London (ANTARA News) - Keputusan Saudi Arabia membunuh negosiasi mengenai pembekuan secara terkoordinasi tingkat produksi minyak di Doha memastikan ada pergeseran besar dalam kebijakan minyak Saudi.

Selama berdekade-dekade, Saudi menegaskan tidak akan menggunakan minyak sebagai senjata diplomasi, namun akhir pekan ini negeri itu malah semakin intensif menggunakan minyak dalam konfliknya dengan Iran.

Posisi Saudi mengenai produksi minyak Irak semakin keras dan akhir pekan lalu telah mencapai kesimpulan logisnya.

Saudi tidak akan menerima pengetatan output minyak apa pun, sekalipun pada level terendah, kecuali Iran sepakat pada pengawasan serupa sampai produksi mencapai level prasanksi.

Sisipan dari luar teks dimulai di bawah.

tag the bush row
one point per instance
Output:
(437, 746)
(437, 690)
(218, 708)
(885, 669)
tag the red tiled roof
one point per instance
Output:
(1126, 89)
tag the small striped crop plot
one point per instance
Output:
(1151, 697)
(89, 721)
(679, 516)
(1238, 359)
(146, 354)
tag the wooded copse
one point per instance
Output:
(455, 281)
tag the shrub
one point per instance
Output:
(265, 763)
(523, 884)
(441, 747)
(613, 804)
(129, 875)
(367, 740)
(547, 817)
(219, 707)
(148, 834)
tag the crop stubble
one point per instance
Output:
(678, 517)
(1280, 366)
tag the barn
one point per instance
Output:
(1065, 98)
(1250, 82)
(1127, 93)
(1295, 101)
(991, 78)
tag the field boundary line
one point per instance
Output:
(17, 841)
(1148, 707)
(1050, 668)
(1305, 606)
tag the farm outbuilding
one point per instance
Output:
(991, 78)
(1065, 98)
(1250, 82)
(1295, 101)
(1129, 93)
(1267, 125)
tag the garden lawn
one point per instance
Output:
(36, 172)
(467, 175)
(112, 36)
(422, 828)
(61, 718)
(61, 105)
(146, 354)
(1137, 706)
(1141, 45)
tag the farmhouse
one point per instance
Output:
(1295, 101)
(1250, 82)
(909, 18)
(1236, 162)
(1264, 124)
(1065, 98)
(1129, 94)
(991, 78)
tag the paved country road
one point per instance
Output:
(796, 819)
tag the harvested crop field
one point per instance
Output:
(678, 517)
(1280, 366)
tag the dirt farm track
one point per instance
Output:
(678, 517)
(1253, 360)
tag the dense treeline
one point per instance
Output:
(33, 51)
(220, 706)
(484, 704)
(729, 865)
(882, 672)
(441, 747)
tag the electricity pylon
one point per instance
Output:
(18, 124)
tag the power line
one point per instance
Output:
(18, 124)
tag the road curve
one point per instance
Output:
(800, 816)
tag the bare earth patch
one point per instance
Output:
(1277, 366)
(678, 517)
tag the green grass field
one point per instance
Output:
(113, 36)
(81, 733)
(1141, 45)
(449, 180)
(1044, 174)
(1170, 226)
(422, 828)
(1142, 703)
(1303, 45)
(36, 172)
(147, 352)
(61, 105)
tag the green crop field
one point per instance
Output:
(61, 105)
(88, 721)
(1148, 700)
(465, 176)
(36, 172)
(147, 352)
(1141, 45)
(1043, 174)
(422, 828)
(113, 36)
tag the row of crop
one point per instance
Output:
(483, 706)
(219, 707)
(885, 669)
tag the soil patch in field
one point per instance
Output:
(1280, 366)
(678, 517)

Dengan kukuh pada posisi garis keras ini, Saudi memastikan kesepakatan minyak bakal gagal, dan Saudi merasa nyaman dengan akhir seperti itu. Strategi Diplomatis seperti ini memuat pertimbangan pasar yang palsu.

Saudi memilih harga minyak terus rendah dan pendapatan minyak yang terus rendah pula untuk semua produsen minyak, tak terkecuali dirinya sendiri, ketimbang mencapai kesepakatan produksi yang akan menaikkan pendapatan Iran, si negeri kaya minyak yang menjadi pesaing Saudi di Teluk.

Iran sendiri sejak lama sudah berulangkali mengutarakan niatnya menaikkan tingkat produksi ke level prasanksi sebelum mempertimbangkan segala pengetatan demi menstabilkan harga. Posisi Iran ini diamini oleh banyak produsen minyak lainnya.

Menggenjot ekspor minyak dan pendapatan sebagai imbalan dari pengawasan aktivitas nuklirnya adalah bagian utama dari kesepakatan antara Iran dan para anggota tetap Dewan Keamanan PBB yang dicapai pada Juli 2015.

Saudi terus menentang kesepakatan nuklit itu karena khawatir bakal memperkuat Iran secara ekonomi sehingga Iran bisa terus mendanai konflik-konflik terselubung di Lebanon, Suriah, Irak dan Yaman.

Hingga saat ini kebijakan minyak Saudi berada di tangan para teknokrat kementerian perminyakan dan BUMN minyak Aramco, ketimbang menjadi wilayah kebijakan luar negerinya.

Para pejabat Saudi sudah sejak lama meragukan Irak bisa cepat menaikkan ekspornya begitu sanksi dicabut.  Masalahnya, meningkatkan permintaan minyak dunia akan membuat pasar mengakomodasi keinginan Iran itu, demikian Reuters.